One of the off duty OG lifeguards, 22-year-old Casey Hekker, was on the beach that Sunday with her dad, Jack Hekker. They are from Connecticut, but they have a summer place in the Grove. It was late in the afternoon, about 6 p.m., and she noticed that the hurricane waves were strong and that the currents were fast. She said that if the guards had been on duty, they would have been flying one or two red flags because of concerns about rip tides. As expected, the surfers were busy out there, but she didn’t notice any swimmers.
Also on the beach at that time was another off duty OG lifeguard — Jack Arpert. Jack, a 21-year-old student at Franklin and Marshall College in Lancaster, Pennsylvania, had returned to the Grove to go surfing on those irresistible waves with some of his friends.
He had moved to the Grove full time a few years ago from Glen Rock, and he has been a lifeguard here for five summers. Jack was known as a very strong swimmer and, according to Casey, “a great lifeguard.” All season the OG guards were saving people from drowning, but they were able to minimize the rip tide risks by their preventive techniques where they recognize the dangers and deny swimmers access as needed.
Casey told me that lifeguards feel safe surfing in such dangerous waters because they know what to do if they have a problem. She said that untrained swimmers, however, are at great risk because the rip currents tend to occur near the jetties, and a swimmer can be overwhelmed and sucked out to sea or into the rocks.

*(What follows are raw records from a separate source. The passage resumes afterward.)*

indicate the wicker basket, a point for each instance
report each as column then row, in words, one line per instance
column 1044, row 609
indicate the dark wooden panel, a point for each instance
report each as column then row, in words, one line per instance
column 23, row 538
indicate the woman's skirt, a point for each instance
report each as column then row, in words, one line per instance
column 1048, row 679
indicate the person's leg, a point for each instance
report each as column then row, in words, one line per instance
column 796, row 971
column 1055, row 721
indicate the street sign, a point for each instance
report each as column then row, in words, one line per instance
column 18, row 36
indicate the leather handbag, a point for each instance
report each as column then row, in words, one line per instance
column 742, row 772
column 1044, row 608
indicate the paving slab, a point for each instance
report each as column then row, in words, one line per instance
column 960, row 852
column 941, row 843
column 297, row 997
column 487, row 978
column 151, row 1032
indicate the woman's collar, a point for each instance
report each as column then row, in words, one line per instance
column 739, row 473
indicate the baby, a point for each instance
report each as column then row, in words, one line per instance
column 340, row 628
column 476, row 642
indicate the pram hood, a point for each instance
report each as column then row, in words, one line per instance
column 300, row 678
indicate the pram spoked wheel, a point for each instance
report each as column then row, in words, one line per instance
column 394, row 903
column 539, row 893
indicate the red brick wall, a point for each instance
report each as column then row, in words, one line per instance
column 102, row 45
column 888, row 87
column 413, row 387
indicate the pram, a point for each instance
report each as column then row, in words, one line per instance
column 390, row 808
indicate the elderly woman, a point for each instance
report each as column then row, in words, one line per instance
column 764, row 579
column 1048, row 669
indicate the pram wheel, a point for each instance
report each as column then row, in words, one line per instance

It was still daylight when Casey and her dad saw a blur run by at high speed. It was Jack Arpert carrying a boogie board that he grabbed when he noticed someone in trouble out near the end of a jetty. Casey and her dad looked out in the direction where Jack was going. They saw a man in the water by the rocks. He seemed to be swimming. But Jack evidently perceived something else going on — that man was in serious trouble. Jack’s dad, Judge Douglas Arpert, told us that experienced lifeguards can watch someone in the water and sense a problem even before it becomes apparent.

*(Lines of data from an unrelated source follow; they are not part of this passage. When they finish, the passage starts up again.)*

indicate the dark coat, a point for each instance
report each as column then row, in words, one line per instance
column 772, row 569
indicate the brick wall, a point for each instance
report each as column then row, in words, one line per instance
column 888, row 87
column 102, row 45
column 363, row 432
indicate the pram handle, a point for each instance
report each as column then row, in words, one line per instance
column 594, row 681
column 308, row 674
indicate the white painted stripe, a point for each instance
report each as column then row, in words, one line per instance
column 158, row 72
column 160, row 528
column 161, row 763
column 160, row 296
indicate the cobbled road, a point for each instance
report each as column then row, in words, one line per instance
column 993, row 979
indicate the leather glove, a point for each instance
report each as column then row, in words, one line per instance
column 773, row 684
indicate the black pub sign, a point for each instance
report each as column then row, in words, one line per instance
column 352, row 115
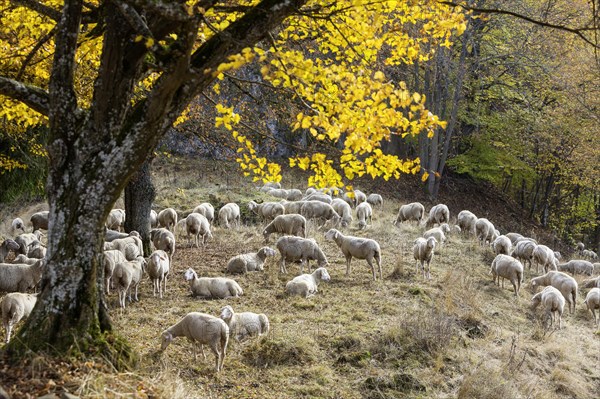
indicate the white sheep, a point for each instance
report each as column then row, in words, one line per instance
column 553, row 302
column 306, row 284
column 296, row 248
column 358, row 247
column 246, row 324
column 423, row 252
column 212, row 287
column 507, row 267
column 200, row 329
column 249, row 262
column 16, row 306
column 293, row 224
column 561, row 281
column 413, row 211
column 229, row 213
column 158, row 268
column 364, row 212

When Jack reached the man, he got the struggling victim to grab the board and then they both were drawn farther out past the jetty. The man, about age 60, was exhausted and having trouble breathing. Once Jack cleared the breakers, he began to bring both of them parallel to the shore and then turned to swim in.
As the two reached near the shore, Casey and her dad ran out to help. The victim seemed to be near collapse. His bathing suit had been ripped off by the rocks — he was totally naked. A crowd quickly gathered. Casey gave him a towel while he regained his breath. Jack was breathing hard, but he recovered quickly. Once it was clear that the victim was OK, Jack turned to rejoin his friends. He didn’t want to attract attention to himself. Both Jack’s dad and Casey told us that this hero is very modest. I asked Jack’s dad if his son had described the rescue and he said, “Jack just said that someone was in trouble and he helped. That’s Jack.”

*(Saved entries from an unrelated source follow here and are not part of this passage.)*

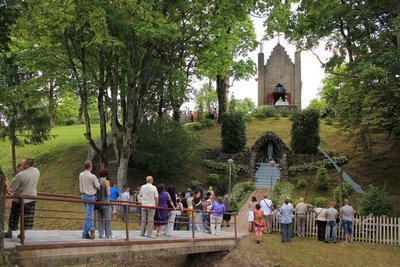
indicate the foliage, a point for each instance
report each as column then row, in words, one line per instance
column 322, row 178
column 224, row 182
column 312, row 166
column 223, row 166
column 363, row 86
column 375, row 201
column 318, row 200
column 213, row 180
column 201, row 124
column 263, row 112
column 233, row 132
column 346, row 192
column 305, row 132
column 240, row 190
column 301, row 183
column 282, row 190
column 162, row 145
column 194, row 184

The victim got up and approached his rescuer. He said that he would have been dead without Jack’s assistance. He called Jack his “guardian angel.” Casey agreed that Jack Arpert had saved a man’s life that day.
We tried to reach Jack at school, but his voice mail has not been turned on. Also he didn’t answer a text message. Why am I not surprised? Jack Arpert, Ocean Grove lifeguard, did what he thought was necessary, and he’s “not the type” to seek acclaim.